N - mgcosθ - mg = 0? because there is no acceleration in the y direction?

and

ƩFx = ma_y

the forces acting in the x direction are mgsinθ and friction

so would that be

mgsinθ - static friction = 0? Because we just want to get it moving not accelerate?

i know static friction is μ_s N

just a little confused on how to start here...any hints would be greatly appreciated

2. Mar 15, 2013

### CollegeStudent

typo in the equations

ƩFx = ma_x

and

diagram didn't post

3. Mar 15, 2013

### CollegeStudent

no hints with this one?

4. Mar 15, 2013

### ap123

Why have you got mg twice here? The second term should involve the applied force.
(same problem with the x-components)

Also, I'm not sure that the angle is the right way round - should it not be the other angle in your triangle?

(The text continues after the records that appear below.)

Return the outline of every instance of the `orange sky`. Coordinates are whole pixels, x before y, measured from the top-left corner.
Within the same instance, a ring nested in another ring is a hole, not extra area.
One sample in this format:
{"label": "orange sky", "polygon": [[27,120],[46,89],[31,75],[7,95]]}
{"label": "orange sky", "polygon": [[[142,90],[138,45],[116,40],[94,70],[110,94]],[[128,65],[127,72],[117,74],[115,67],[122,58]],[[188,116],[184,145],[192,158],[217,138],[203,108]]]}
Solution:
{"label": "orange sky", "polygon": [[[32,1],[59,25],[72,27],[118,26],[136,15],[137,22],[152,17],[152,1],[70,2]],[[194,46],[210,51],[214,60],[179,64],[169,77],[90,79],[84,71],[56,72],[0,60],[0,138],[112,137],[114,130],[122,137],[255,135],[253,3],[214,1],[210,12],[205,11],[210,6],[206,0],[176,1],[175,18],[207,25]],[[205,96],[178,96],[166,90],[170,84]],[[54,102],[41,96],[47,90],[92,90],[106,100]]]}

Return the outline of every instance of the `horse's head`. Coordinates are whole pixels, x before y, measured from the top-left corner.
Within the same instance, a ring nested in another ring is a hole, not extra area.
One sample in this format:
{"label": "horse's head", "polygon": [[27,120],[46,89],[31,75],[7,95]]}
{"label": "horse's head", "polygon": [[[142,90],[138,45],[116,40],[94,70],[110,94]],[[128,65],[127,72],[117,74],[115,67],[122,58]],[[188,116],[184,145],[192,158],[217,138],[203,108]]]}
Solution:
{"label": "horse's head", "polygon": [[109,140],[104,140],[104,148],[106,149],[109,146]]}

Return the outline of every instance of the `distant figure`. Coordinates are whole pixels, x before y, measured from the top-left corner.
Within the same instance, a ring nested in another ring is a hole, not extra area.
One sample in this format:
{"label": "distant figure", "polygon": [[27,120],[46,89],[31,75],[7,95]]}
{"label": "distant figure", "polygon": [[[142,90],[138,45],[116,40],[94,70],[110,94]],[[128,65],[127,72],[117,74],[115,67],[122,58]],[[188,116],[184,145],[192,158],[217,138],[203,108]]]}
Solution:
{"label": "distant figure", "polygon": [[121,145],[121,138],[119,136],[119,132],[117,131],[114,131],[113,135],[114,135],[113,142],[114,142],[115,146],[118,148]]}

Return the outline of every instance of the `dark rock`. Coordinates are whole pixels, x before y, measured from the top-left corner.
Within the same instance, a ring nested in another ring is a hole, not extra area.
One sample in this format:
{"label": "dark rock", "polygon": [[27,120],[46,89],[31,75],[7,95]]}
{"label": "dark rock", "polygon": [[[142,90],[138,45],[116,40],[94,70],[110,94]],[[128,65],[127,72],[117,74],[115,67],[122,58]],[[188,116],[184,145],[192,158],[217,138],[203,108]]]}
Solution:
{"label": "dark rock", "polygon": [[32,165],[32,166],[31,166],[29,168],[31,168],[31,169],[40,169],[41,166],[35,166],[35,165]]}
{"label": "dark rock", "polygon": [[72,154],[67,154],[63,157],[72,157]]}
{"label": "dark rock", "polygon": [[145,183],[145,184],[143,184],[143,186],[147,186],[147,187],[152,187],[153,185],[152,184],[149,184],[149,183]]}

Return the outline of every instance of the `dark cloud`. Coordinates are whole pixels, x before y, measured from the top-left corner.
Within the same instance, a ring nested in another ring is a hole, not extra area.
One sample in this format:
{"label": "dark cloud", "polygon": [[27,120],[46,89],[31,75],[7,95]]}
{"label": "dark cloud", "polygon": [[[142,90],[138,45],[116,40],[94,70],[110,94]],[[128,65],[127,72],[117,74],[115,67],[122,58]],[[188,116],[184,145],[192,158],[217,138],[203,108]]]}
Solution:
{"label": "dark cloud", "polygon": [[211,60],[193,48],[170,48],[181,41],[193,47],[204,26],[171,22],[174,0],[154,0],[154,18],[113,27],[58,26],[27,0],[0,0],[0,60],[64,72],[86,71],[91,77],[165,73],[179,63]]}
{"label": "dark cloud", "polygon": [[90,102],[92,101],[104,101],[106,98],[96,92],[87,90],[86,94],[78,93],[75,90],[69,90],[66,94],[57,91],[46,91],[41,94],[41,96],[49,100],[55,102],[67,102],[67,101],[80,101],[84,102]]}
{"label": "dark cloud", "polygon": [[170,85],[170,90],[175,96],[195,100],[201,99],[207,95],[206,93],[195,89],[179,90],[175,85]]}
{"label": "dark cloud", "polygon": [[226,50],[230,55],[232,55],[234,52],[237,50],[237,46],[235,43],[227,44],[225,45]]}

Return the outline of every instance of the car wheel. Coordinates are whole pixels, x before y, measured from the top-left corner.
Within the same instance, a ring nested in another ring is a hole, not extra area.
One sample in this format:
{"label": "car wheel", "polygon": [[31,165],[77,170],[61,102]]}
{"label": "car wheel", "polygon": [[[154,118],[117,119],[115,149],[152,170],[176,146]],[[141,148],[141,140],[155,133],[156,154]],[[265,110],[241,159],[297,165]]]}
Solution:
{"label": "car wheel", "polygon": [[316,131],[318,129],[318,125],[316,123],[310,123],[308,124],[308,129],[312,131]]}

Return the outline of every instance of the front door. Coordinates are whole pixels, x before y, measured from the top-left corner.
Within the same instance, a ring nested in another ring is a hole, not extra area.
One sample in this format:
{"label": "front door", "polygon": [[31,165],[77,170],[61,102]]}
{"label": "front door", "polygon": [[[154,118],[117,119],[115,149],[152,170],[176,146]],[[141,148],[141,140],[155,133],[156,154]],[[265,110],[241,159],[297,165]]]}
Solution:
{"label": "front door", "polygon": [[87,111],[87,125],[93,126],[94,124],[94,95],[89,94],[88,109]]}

Think of what is happening if you increase F until the crate is just about to move.

Last edited: Mar 15, 2013
5. Mar 15, 2013

### CollegeStudent

i thought that since the force of gravity is acting straight down m*g ...that it would be in the y-component equation?

as far as the angle...i'm not too sure...we just started adding the angle component into the questions...before it was just horizontal and vertical...

then what should the angle be? did i put the (dashed lines) components in the wrong direction?

i'm having a hard time with the angle portion of it.....i tried to look for examples of it...but it didn't help TOO much

6. Mar 15, 2013

### ap123

Yes, that's the -mg part.
The -mgcosθ part should be -Fcosθ, where F is the force applied by the person.
You also need to make a similar change to the x-component equation.

For the angle, just keep it the way it is in your free-body diagram for the moment.

Then you can combine both equations to solve for the applied force F.

7. Mar 15, 2013

### PhanthomJay

For clarification, yes, mg, the weight of the crate, acts down in the y direction, and the Normal force, N, acts up in the y direction. But as ap123 pointed out, the applied force at the corner..the person's pushing force.. that should be designated as F, with components F sin theta and F cos theta, not mg sin theta and mg cos theta which you incorrectly indicated on the sketch
Again as ap123 has noted, the angle you have shown as 24 degrees is 66 degrees , since the 24 degree angle is presumably with the horizontal, not the vertical, although perhaps not so clearly stated in the problem.

Solve the 2 equations for the 2 unknowns, F and N.